Touya a perdu ses illusions en même temps que son apparence d'être humain.
Le gosse s'accroupit sur le sol pour s'occuper de ses brûlures, comme un chien blessé panse ses plaies. Touya ressort de son abri, glissant ses mains dans ses poches dans l'espoir de trouver une cigarette restante, en vain. Il n'a plus que ses doigts pour meubler le temps qui file, implacable. La nuit tombera bientôt pour couvrir ses actions criminelles de son œil indulgent. Les prostituées et leurs clients seront de sortie, les employés de bureau noieront leur surmenage sous de l'alcool et des ramens avalés à presque minuit.
Tokyo et ses alentours lui servent de terrain de jeu une fois le soleil disparu, car il n'est qu'une ombre qui n'a aucun droit sous la lumière.
Du coin de l'œil, il s'aperçoit que le môme a terminé avec plus ou moins de réussite. Du pied, il referme le couvercle sur la boîte, dans un bruit métallique qui fait sursauter le plus jeune. Ils échangent un regard en silence, avant que Touya ne lui désigne la sortie d'un signe du menton.
― Allez, file avant qu'ils ne reviennent, grogne-t-il.
― Merci, euh...
Touya hésite un instant, avant de donner le surnom qu'il utilise avec Giran. De toute façon, il est presque certain que le gamin l'oubliera dès qu'il sera rentré chez lui, lavé et devant un bon repas chaud.
― Dabi.
― Moi, c'est Izuku Midoriya ! Je suis vraiment, vraiment content de t'avoir rencontré, mille mercis !
L'enfant a toujours ce foutu sourire qui lui réchauffe l'estomac, alors qu'il lui donne son prénom. Il est légèrement hésitant alors qu'il se relève, passant d'un pied sur l'autre. Puis, d'un geste vif, il sort quelque chose de sa poche et lui met dans la main avec son autorité de môme heureux, les joues rouges de gêne.
― Je, heu, merci encore, au revoir, Dabi !

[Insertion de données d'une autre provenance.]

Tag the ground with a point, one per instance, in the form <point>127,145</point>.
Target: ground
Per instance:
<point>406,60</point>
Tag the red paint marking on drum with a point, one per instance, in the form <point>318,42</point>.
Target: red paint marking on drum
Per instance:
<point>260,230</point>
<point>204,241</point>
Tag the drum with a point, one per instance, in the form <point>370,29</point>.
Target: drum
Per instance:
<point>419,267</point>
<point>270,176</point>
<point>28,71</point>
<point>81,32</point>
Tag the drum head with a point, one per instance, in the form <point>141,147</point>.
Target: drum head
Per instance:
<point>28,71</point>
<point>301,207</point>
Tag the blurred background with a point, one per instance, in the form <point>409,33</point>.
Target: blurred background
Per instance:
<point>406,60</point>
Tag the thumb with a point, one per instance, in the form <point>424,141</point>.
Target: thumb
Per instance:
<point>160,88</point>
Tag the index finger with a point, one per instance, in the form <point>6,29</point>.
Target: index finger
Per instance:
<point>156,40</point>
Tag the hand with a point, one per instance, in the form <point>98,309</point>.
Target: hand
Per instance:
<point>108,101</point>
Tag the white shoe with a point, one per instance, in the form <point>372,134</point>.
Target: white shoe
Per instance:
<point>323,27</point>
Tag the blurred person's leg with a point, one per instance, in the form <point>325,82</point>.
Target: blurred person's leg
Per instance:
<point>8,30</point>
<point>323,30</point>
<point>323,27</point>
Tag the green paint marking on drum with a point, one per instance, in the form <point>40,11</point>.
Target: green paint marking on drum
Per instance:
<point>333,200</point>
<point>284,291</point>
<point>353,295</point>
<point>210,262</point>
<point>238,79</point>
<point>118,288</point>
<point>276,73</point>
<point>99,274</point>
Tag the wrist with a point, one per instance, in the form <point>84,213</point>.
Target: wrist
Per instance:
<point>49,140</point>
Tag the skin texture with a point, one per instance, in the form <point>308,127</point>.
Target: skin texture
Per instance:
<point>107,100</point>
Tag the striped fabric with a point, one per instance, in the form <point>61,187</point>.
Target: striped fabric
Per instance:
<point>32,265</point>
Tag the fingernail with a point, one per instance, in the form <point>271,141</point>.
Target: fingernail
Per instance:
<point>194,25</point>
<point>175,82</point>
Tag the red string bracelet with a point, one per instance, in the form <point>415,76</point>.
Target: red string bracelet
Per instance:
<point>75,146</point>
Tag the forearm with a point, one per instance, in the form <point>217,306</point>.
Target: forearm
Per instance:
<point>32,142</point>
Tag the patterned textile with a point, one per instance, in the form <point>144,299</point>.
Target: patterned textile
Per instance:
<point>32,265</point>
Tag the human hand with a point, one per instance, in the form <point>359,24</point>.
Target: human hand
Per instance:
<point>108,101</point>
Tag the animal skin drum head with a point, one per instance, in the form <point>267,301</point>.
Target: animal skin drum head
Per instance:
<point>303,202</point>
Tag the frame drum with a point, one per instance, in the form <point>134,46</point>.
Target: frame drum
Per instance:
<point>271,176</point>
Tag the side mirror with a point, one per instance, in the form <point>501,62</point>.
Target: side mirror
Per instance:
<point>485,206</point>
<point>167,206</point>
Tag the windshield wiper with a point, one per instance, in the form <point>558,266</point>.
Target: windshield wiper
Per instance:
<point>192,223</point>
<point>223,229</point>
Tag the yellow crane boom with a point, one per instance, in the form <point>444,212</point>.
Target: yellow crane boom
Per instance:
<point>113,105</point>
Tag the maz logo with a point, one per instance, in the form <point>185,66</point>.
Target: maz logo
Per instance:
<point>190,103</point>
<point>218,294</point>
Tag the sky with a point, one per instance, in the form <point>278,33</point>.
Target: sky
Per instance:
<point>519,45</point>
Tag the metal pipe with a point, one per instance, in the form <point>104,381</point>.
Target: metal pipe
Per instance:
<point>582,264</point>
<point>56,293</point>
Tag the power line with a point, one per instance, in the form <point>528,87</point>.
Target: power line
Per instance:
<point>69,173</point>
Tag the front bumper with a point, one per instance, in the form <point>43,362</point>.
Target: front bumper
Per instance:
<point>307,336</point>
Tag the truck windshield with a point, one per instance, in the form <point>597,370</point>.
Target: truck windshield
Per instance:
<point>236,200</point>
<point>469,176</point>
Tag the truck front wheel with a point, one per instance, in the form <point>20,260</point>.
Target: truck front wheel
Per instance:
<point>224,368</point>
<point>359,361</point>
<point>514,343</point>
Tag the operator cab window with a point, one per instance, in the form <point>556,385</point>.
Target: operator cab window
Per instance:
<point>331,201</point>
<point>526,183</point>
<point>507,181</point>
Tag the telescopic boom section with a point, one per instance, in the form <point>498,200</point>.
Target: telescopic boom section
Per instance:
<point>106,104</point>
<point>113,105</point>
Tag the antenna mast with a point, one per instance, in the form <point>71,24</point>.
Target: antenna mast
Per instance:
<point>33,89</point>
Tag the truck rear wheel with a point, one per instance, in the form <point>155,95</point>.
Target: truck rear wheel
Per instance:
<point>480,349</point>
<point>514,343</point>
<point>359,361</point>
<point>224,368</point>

Le gosse le salue de la main, avant de se remettre à courir, bien trop vite pour que Touya n'ait le temps de réagir. Il cligne des yeux, secouant ses cheveux noirs avant d'observer ce que le môme lui a mis dans la paume.
Un sachet de bonbons.
Le sans-abri a une étrange boule dans la gorge. Ce n'est clairement pas le genre de choses qui lui remplira l'estomac, encore moins le genre de choses qu'il a l'habitude de manger. Mais il y a dans ce geste plus d'émotions que dans les mots de l'enfant. C'est peut-être tout ce qu'il avait sur lui. Peut-être est-ce la seule chose qui lui donne du réconfort après ce genre d'incident, d'habitude. Pourtant, il les lui a donnés. Touya glisse le sachet dans sa poche, une ombre de sourire sur ses lèvres. Il se sent bien, malgré l'humidité dans l'air.
Ses brûlures ne le démangent plus autant que tout à l'heure.